Berbeda
Hari ini, Rabu, 24 Juni 2014, 21.31, gerbong akhir, Commuter Line tujuan Bogor.
Satu minggu sudah bulan Ramadhan berlalu. Kesan? Sungguh berbeda. Sedih pada awalnya, namun ini termasuk salah satu fase kehidupan--yang mungkin semua orang akan merasakannya--.
Biasanya, sehabis buka puasa, rutinitas keluarga saya selalu membuka Al-Qur'an-nya masing2, melantunkan ayat-ayat Allah sembari menunggu waktu Isya tiba. 5 menit sebelum Adzan Isya dikumandangkan, kami--ayah-mama-saya-dan adik saya--, bergegas pergi ke Masjid untuk menunaikan shalat Isya yang disusul dengan Tarawih. Hampir rutin, jika memang saya tidak memiliki jadwal untuk berbuka puasa di luar. Nikmat rasanya. Sangat terasa sekali esensi dan euphoria bulan Ramadhan-nya. Karena hal itu, saya pun selalu menunggu-nunggu bulan Ramadhan, entah mengapa. Angin pun seperti menghembuskan udara yang berbeda di bulan suci ini.
----------
Hari Kamis lalu, tepat hari pertama Ramadhan.
Saya baru keluar kantor pukul 17.10 karena memang tidak ada kompensasi waktu pulang saat Ramadhan. Bergegas saya pulang karena berniat untuk shalat Tarawih di rumah. Namun sepertinya jalanan tidak mendukung (yah, jalanan Kuningan-Tebet memang tak pernah mendukung). Sehingga pada akhirnya, niat hanya tinggallah niat. Saya baru sampai rumah sekitar pukul 19.40, saat Masjid sedang ramai-ramainya dipenuhi oleh makmum yang ingin menunaikan ibadah Shalat Tarawih, saat sang imam sedang mengumandangkan ayat-ayat indah.
Masuk ke rumah, suasana berbeda. Sepi, terkunci, hening....... Hanya ada hidangan berbuka yang memang sudah disiapkan oleh Mama saya. Entah sedang melankolis atau memang masih adaptasi, seketika saya langsung merasa sedih.........

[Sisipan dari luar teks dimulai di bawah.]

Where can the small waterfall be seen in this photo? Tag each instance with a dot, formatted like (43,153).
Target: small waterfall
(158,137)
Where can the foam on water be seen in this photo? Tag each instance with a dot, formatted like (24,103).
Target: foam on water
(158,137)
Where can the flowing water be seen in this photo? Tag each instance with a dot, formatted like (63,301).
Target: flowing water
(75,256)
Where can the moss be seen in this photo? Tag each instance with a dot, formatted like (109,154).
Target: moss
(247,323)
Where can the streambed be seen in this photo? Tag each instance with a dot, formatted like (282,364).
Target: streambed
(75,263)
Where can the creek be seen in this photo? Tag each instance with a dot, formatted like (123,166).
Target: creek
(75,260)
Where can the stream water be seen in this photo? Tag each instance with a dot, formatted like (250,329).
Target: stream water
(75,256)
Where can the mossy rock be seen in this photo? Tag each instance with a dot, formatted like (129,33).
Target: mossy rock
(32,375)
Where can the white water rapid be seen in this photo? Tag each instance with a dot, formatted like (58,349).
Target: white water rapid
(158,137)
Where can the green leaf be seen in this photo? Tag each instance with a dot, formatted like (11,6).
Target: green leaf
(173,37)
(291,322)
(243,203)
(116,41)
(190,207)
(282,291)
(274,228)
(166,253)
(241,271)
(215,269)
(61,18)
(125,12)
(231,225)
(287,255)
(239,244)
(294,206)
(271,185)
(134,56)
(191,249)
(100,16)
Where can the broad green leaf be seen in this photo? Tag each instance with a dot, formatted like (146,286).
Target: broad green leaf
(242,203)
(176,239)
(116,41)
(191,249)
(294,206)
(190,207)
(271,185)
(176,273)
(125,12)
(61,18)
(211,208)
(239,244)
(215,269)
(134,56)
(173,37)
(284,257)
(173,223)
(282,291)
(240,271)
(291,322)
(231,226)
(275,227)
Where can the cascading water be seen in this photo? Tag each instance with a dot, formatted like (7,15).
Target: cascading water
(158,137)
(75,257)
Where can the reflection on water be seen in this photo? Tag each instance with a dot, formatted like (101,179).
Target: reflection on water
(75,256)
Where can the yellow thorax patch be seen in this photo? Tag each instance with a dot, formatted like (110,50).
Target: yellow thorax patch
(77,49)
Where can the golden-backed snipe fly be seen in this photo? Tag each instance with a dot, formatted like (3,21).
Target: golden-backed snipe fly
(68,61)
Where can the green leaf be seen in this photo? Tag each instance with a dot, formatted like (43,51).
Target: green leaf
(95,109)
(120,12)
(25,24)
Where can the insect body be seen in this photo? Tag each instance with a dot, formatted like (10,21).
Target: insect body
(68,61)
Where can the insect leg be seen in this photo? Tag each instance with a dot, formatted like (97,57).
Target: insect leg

Sedih karena tidak bisa menyiapkan hidangan berbuka dan buka puasa bersama. Sedih karena tidak bisa Shalat Maghrib berjamaah. Sedih karena tidak bisa bersiap dan menuju Masjid bersama. Sedih karena.......tidak bisa menjalankan Tarawih bersama keluarga, apalagi pada hari itu terdengar jelas Ayah sedang memberikan kultum di sana. Tapi yang paling membuat saya merasa sedih adalah............pikiran-pikiran negatif yang membuat saya takut jika di tahun-tahun berikutnya saya tidak diizinkan lagi untuk menjalankan Ramadhan bersama orang tua. "Lalu, kapan lagi waktunya jika bukan tahun ini?"
Sontak saya pun langsung berkaca-kaca, menyadari bahwa betapa berharganya waktu. Saya harus bersyukur karena masih diizinkan menjalankan Ramadhan bersama di tahun-tahun sebelumnya, dan harus berusaha mengkualitaskan Ramadhan tahun ini bersama mereka.
----------
Entah lah tahun ini terasa sangat berbeda, mungkin karena baru kali pertama, belum terbiasa, dan belum bisa beradaptasi dengan keadaan baru yang sekarang. Cemen juga sih, gitu aja sedih, padahal kan "namanya juga hidup, berputar, ada siklusnya" hehehe untuk hari-hari dan tahun-tahun selanjutnya, Bismillah aja. Saya yakin ini hanya perihal waktu :")
Terima kasih yaAllah karena sudah mengizinkan saya untuk bisa merasakan kembali bulan Ramadhan di tahun ini.